Santé : Développer les traitements pour les troubles mentaux et la toxicomanie

Dans un communiqué de presse, le ministère de la Santé publie une liste de plus de 400 centres de santé proposant des traitements pour les troubles mentaux et la toxicomanie, leur localisation et leurs numéros de téléphone.

Le Ministère de la santé
Le Ministère de la santé

Mise à jour

Le ministère déclare avoir étendu ses efforts de sensibilisation pour traiter les problèmes de santé mentale et de toxicomanie dans les établissements de santé publics. Ils étaient 177 en 2016, 419 en 2017, et leur nombre s’élève à 431 cette année. “Les patients peuvent désormais savoir où obtenir des services de soins pour des troubles mentaux ou un traitement pour toxicomanie dans tout le pays”, indique le communiqué.

Yim Sobotra, responsable de la santé mentale et de la toxicomanie à l’hôpital d’amitié khméro-soviétique, déclare que beaucoup de Cambodgiens aujourd’hui sont sensibilisés aux problèmes de santé mentale par le biais de campagnes, publications et d’ateliers.

Auparavant, ce dernier estimait que : ”… Quand on parle de santé mentale, la plupart des Cambodgiens pensent que les patients ne doivent consulter que pour des cas très graves. Et ainsi, les gens n’osent pas demander un soutien ou une consultation…”. Il ajoutait que, en dépit des problèmes, le nombre de personnes qui sollicitaient des consultations pour des problèmes de santé mentale avait doublé depuis 2014.

Histoire

La santé mentale au Cambodge a été largement influencée par l’histoire génocidaire du régime des Khmers rouges. Et, les chercheurs ont largement documenté les effets à long terme sur la santé mentale des survivants, ainsi que de leurs enfants, qui présentent des signes de trouble de stress post-traumatique intergénérationnel.

Après la première élection parrainée par les Nations Unies en 1993, les sanctions internationales ont été levées et le Cambodge a été autorisé à recevoir une assistance internationale. De nombreuses organisations ont mis en place des programmes et des services de santé mentale, notamment le programme de formation en santé mentale cambodgien (CMHTP) de l’Université d’Oslo, les services sociaux du Cambodge, le groupe psychosocial transculturel, le programme Harvard pour les traumatismes des réfugiés et le Centre de santé mentale pour enfants et adolescents de Caritas Cambodge.

Services communautaires

De nombreux intervenants ont recommandé que l’hôpital de santé mentale Praek Thnoat, détruit par les Khmers rouges, ne soit pas rouvert et que des services communautaires soient plutôt développés. Au cours des 20 dernières années, des progrès importants ont été réalisés, en grande partie grâce aux efforts de collaboration entre le Ministère de la santé du Cambodge et les organisations internationales susmentionnées.
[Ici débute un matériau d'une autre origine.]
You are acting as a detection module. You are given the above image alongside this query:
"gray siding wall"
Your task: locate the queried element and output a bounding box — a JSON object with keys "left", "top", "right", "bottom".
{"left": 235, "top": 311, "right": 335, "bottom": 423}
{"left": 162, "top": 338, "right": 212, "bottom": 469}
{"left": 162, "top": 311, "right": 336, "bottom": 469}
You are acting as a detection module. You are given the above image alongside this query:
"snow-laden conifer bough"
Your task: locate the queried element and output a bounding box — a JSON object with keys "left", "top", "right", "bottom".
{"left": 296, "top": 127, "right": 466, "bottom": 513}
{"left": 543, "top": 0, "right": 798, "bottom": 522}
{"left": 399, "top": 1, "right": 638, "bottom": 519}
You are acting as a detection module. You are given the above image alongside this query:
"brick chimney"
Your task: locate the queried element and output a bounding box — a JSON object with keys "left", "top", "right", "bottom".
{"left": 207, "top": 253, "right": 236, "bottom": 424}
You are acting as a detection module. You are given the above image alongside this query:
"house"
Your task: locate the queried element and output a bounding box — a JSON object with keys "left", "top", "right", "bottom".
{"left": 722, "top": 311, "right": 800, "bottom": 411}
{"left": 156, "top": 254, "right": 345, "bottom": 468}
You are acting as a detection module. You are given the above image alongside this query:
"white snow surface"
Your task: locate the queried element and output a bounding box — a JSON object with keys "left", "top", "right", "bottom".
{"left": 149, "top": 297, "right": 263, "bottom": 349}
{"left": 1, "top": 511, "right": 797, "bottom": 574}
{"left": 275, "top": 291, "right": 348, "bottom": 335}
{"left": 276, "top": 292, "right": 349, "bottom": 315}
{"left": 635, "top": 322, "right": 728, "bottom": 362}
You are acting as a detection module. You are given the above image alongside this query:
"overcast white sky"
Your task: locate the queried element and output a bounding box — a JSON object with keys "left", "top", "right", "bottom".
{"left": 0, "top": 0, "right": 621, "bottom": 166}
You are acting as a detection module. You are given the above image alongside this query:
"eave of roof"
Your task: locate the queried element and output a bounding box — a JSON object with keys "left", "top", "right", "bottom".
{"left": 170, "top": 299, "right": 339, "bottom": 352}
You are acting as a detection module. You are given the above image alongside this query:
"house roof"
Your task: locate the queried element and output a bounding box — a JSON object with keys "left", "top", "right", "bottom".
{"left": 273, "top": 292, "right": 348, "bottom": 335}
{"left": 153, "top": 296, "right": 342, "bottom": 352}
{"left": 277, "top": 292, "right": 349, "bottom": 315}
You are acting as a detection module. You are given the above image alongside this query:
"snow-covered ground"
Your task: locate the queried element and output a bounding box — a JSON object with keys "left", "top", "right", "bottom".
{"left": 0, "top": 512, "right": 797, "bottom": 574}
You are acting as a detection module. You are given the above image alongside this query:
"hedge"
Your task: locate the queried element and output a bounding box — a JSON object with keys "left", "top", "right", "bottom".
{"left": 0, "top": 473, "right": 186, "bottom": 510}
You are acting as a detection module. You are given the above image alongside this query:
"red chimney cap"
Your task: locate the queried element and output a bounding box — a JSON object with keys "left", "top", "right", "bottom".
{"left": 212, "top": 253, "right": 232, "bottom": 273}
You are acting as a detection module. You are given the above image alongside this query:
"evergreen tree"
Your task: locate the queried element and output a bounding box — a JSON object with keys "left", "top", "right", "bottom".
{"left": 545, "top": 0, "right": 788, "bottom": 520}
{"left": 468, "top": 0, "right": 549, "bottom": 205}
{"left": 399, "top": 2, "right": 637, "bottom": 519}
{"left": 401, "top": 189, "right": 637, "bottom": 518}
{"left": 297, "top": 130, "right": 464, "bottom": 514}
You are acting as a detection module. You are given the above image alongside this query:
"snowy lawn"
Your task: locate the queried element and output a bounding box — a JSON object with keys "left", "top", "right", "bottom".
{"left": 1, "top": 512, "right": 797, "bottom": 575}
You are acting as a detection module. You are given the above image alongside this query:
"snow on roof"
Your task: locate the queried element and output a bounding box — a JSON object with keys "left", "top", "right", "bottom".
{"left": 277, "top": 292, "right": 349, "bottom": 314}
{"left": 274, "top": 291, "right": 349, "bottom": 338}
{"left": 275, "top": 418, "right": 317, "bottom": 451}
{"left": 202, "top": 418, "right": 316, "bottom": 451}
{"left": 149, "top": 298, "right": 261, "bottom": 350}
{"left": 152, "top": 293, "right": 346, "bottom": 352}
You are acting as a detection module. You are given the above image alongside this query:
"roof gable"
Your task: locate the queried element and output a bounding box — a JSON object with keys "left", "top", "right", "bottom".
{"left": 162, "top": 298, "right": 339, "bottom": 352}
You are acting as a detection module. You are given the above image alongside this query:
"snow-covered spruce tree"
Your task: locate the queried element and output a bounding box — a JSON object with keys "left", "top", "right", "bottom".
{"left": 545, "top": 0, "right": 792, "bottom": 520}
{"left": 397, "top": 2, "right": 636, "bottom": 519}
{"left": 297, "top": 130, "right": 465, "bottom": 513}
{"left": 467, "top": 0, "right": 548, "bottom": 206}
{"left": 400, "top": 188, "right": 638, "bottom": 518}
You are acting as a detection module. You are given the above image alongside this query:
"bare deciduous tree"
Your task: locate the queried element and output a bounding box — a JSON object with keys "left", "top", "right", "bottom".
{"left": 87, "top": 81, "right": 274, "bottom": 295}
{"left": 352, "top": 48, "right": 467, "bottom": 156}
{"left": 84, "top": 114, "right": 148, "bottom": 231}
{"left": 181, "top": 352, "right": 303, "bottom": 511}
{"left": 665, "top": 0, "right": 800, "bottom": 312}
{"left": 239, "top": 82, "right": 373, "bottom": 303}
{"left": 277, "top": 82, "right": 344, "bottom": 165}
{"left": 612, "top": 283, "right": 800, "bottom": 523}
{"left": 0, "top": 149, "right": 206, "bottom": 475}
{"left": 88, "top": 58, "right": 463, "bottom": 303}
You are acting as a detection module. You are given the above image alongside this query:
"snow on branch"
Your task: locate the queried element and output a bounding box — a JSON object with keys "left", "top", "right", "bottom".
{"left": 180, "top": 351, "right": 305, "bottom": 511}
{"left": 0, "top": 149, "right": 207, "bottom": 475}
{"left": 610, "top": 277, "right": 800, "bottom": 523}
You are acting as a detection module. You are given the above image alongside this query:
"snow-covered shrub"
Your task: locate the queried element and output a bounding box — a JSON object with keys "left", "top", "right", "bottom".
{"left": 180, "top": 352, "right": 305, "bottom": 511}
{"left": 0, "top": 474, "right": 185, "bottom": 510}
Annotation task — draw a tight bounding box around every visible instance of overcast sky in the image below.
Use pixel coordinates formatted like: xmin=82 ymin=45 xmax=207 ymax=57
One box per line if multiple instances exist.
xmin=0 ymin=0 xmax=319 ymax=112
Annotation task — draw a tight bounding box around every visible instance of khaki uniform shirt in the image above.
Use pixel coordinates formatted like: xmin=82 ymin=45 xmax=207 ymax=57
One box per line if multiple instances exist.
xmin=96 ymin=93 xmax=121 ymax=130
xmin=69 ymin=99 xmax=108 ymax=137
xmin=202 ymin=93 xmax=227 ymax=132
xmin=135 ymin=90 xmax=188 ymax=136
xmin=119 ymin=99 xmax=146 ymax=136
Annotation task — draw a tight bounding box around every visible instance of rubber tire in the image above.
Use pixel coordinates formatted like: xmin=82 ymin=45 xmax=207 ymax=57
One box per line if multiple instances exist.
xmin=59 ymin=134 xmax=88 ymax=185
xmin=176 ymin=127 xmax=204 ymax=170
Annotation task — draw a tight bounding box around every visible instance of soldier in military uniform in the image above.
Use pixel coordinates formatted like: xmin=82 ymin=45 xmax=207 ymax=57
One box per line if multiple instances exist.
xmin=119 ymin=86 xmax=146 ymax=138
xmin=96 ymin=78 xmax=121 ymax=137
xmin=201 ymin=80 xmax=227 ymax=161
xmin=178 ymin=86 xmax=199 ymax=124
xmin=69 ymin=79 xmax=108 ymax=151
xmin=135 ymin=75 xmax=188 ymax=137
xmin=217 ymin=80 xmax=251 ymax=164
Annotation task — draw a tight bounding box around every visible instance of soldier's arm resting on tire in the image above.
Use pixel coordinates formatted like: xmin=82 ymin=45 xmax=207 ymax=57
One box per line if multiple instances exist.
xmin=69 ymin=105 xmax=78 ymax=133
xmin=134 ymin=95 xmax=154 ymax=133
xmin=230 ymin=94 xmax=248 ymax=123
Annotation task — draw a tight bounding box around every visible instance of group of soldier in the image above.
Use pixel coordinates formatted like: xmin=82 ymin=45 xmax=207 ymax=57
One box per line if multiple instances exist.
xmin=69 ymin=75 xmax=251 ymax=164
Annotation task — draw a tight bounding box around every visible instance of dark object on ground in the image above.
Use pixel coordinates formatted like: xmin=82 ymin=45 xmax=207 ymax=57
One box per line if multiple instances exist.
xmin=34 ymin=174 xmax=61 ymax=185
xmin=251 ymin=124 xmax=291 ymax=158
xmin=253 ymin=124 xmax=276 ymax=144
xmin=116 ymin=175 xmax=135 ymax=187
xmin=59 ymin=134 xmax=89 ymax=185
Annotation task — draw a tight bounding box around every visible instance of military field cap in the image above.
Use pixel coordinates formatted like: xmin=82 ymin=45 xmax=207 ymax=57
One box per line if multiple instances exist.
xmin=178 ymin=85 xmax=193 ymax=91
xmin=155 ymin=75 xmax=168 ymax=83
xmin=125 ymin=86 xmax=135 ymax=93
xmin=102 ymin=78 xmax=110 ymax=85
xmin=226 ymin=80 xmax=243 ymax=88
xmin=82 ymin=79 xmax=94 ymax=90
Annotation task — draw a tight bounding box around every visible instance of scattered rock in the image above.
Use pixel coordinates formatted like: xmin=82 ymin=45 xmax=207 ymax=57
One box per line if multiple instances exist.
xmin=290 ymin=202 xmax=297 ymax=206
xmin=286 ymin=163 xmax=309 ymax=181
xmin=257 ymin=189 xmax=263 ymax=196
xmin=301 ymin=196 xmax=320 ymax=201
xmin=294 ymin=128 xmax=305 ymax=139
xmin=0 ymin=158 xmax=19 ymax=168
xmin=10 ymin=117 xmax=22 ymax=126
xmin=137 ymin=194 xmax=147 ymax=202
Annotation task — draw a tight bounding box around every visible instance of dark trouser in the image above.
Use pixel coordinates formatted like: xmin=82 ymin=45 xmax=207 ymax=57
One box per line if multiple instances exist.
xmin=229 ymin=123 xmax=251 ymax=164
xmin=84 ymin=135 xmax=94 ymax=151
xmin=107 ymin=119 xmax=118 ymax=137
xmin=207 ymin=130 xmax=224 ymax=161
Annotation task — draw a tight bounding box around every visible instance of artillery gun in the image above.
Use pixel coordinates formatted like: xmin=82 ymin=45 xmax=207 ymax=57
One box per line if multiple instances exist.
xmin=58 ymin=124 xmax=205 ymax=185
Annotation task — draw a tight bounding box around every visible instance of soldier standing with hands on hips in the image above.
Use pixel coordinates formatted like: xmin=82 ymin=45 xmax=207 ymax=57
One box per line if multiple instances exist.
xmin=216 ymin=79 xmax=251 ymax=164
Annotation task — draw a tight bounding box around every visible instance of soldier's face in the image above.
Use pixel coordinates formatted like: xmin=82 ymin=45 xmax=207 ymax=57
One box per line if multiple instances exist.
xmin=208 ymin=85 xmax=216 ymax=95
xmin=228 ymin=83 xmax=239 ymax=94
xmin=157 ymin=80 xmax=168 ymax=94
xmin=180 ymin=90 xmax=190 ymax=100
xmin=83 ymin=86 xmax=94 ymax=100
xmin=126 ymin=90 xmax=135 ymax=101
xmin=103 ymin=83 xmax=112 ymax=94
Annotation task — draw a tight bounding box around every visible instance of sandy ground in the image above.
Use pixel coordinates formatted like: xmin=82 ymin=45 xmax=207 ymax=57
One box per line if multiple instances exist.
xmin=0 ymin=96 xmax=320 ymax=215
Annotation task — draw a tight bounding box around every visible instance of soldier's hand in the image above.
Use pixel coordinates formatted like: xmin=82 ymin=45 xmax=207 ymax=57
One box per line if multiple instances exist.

L’Université des sciences de la santé est actuellement chargée de dispenser une formation spécialisée en psychiatrie. Il y aurait officiellement maintenant 56 psychiatres et 44 infirmiers psychiatriques (0,33 et 0,26 pour 100 000 habitants, respectivement).

Pas assez de lits

Il existe également des services disponibles dans de nombreux grands hôpitaux provinciaux ainsi que dans certains centres de santé en zone rurale. Cependant, le nombre de lits psychiatriques dans un hôpital cambodgien reste extrêmement bas : seulement 0,10 lit par 100 000 personnes.

Croyances traditionnelles

Malgré la disponibilité croissante de services de santé mentale, de nombreux Cambodgiens vivant dans les zones rurales adhèrent toujours aux croyances traditionnelles pour expliquer et gérer leurs problèmes de santé mentale. Ils attribuent généralement leurs problèmes à des relations rompues avec les esprits de leurs ancêtres. En outre, le concept bouddhiste du karma est largement considéré comme un moyen de justifier les conditions de vie actuelles. Pour compliquer davantage les choses, des syndromes spécifiques à la culture sont également courants. Pour ces raisons, les services de santé mentale au Cambodge doivent être sensibles à la culture et adaptés au contexte. Quels que soient les progrès accomplis dans la prestation de services, il reste encore beaucoup à faire pour développer et améliorer les soins, en particulier dans les zones rurales.